Most CIOs can tell some version of this tale from personal experience. Some are so afraid of their lawyers that they do whatever they can to avoid them, including signing their own contracts. In past years, that could work. No more. Today's IT organization is fraught with new risks. It exposes the company to lawsuits and crippling fines if it runs afoul of Sarbanes-Oxley or other regulations, if it can't produce subpoenaed documents, if it compromises customer data, or if it fails to monitor what employees do online and somebody needs to find out.
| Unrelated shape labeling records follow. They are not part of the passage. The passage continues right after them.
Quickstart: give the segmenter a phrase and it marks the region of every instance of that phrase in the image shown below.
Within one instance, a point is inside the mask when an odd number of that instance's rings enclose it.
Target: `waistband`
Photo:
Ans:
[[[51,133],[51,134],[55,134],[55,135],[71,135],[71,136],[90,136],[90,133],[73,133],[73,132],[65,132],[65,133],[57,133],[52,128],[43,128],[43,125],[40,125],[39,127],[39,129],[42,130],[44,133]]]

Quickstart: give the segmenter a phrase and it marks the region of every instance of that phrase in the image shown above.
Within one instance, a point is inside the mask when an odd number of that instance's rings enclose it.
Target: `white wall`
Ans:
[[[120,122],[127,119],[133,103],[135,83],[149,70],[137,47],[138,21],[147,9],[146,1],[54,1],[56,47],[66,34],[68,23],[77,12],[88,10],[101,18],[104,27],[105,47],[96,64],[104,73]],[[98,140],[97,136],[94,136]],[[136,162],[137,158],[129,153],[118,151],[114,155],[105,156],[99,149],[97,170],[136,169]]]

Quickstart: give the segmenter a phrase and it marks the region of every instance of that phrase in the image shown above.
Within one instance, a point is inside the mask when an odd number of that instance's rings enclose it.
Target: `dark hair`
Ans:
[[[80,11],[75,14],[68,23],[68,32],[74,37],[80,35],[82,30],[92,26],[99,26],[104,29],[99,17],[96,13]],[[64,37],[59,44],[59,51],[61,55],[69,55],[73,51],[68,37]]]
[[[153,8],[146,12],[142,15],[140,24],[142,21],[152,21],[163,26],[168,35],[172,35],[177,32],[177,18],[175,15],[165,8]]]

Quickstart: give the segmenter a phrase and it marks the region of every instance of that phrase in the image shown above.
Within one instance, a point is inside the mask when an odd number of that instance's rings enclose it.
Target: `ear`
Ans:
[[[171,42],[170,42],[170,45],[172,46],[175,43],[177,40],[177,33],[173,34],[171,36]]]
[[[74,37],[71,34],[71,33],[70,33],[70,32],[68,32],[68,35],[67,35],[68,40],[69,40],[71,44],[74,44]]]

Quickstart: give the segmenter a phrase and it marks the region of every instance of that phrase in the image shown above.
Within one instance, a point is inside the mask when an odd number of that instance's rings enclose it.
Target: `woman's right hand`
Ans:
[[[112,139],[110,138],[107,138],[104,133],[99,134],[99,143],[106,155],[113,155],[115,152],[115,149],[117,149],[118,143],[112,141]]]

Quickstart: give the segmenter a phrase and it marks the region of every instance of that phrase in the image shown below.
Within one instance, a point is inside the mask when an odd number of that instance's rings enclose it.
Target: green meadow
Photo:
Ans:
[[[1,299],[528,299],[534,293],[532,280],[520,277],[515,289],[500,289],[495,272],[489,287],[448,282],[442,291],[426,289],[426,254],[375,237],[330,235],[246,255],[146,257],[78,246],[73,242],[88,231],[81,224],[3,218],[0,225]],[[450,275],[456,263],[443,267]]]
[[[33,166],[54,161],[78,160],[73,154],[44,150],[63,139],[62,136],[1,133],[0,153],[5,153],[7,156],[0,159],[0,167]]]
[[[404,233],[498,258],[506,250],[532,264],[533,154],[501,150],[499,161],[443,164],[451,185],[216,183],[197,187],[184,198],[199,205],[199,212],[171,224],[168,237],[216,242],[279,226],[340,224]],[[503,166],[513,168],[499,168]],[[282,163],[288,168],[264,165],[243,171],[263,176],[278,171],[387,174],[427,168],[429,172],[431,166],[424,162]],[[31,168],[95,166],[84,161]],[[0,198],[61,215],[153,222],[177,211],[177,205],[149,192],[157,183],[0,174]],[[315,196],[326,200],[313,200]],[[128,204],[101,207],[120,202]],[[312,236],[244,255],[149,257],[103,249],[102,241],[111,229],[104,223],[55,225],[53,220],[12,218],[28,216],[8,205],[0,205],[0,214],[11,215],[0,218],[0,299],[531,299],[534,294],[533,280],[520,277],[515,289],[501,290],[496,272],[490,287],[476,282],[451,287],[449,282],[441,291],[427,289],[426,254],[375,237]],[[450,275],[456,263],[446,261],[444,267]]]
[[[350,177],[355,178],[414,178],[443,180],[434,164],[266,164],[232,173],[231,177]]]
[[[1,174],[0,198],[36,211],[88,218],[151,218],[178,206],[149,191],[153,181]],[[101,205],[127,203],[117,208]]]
Vendor contracts can be more complicated, too. Consider hosted service applications. An IT organization that rents applications for on-demand usage needs to lock down service levels and penalties for problems that can arise from these types of contracts. CIOs shouldn't cut corners here, but some do. Instead of hiring a lawyer to write up a contract that covers hosted applications, CIOs who don't know any better dust off their traditional software licensing agreements and try to mark them up to fit.
All this means that CIOs need to protect their companies -- and their careers -- by getting to know their lawyers and engaging them early on, before a contract is down to the wire on a deadline or a subpoena has been sitting on a desk for a week. Yet it rarely happens. Most CIOs talk to lawyers "because they're already being sued or because the vendor has already breached contract," says Laurie Orlov, Forrester Research vice president and research director. "Generally speaking, CIOs have not been proactive."